Mar 27, 2009
Finish Line quarterly profit tops Street view
Mar 27, 2009
NEW YORK, March 27 (Reuters) - Athletic shoe and clothing retailer Finish Line Inc (FINL.O) reported a better-than-expected quarterly profit before special items on Friday March 27, helped by lighter inventories and cost cuts.
On a net basis, the company's loss narrowed to $1.4 million, or 3 cents per share, in the fourth quarter ended Feb. 28 from $39.2 million, or 83 cents per share, a year earlier, when costs from a failed merger with Genesco Inc (GCO.N) hurt results.
Excluding items in the latest quarter, profit was 36 cents per share, topping the analysts' average forecast of 34 cents, according to Reuters Estimates.
Net sales fell 4.9 percent to $364.1 million as same-store sales, a key measure of retail performance, fell 3.9 percent.

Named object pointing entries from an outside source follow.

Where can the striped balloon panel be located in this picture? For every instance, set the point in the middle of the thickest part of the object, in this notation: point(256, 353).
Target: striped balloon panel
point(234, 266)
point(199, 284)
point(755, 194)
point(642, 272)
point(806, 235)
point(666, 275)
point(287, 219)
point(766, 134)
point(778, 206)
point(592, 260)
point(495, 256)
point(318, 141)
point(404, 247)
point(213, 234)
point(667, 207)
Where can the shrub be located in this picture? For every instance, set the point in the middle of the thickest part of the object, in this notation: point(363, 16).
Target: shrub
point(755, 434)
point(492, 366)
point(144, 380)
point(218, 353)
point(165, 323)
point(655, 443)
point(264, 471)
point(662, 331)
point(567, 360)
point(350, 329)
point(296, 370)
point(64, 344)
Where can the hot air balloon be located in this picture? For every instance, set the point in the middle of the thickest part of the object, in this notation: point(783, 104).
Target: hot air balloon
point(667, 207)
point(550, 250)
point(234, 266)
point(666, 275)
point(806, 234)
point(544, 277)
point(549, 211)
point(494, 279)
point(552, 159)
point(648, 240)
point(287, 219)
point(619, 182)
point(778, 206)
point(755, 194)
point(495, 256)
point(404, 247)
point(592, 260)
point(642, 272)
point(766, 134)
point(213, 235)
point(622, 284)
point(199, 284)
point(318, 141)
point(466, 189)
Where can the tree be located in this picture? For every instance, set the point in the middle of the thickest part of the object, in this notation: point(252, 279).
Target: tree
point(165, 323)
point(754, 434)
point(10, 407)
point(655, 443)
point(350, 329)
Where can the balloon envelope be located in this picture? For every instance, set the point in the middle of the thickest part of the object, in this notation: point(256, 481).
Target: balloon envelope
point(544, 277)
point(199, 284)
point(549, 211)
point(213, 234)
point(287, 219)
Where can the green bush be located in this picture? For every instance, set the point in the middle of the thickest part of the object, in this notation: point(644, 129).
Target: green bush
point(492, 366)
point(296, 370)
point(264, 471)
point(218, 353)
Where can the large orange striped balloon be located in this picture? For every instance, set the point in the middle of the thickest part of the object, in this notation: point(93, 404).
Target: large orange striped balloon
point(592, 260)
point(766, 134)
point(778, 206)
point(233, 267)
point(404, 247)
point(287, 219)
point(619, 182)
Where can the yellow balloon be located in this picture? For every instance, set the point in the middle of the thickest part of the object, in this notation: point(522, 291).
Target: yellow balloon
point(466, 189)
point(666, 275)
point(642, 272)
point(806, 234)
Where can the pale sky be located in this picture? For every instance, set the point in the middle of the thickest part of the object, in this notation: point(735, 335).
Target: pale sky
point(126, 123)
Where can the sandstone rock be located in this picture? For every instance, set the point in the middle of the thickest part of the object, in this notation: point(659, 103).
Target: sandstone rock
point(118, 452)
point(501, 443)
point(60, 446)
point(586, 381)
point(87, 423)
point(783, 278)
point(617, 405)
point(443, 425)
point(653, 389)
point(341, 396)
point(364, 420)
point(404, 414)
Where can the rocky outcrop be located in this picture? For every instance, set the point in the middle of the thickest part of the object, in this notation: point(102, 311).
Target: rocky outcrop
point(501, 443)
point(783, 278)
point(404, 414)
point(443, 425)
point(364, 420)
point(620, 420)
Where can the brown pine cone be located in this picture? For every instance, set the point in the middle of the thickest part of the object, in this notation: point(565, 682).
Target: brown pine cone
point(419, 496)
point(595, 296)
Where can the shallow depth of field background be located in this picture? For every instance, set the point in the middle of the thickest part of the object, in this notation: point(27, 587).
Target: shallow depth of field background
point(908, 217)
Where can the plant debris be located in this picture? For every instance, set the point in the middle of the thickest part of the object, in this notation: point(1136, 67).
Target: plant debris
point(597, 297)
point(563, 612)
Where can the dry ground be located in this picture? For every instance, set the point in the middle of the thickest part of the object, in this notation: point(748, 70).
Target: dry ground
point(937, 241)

Indianapolis-based Finish Line has been paring back its inventory and cutting costs to offset a slump in consumer spending that has hurt mall-based chain stores.
The company operates more than 700 U.S. stores that primarily sell footwear from vendors such as Nike Inc (NKE.N) and Adidas AG (ADSG.DE), but also clothing and accessories.
Earlier this week, the retailer named Ed Wilhelm its new chief financial officer. He was previously CFO at bookseller Borders Group Inc (BGP.N). (Reporting by Martinne Geller in New York and Alexandria Sage in San Francisco; Editing by Lisa Von Ahn)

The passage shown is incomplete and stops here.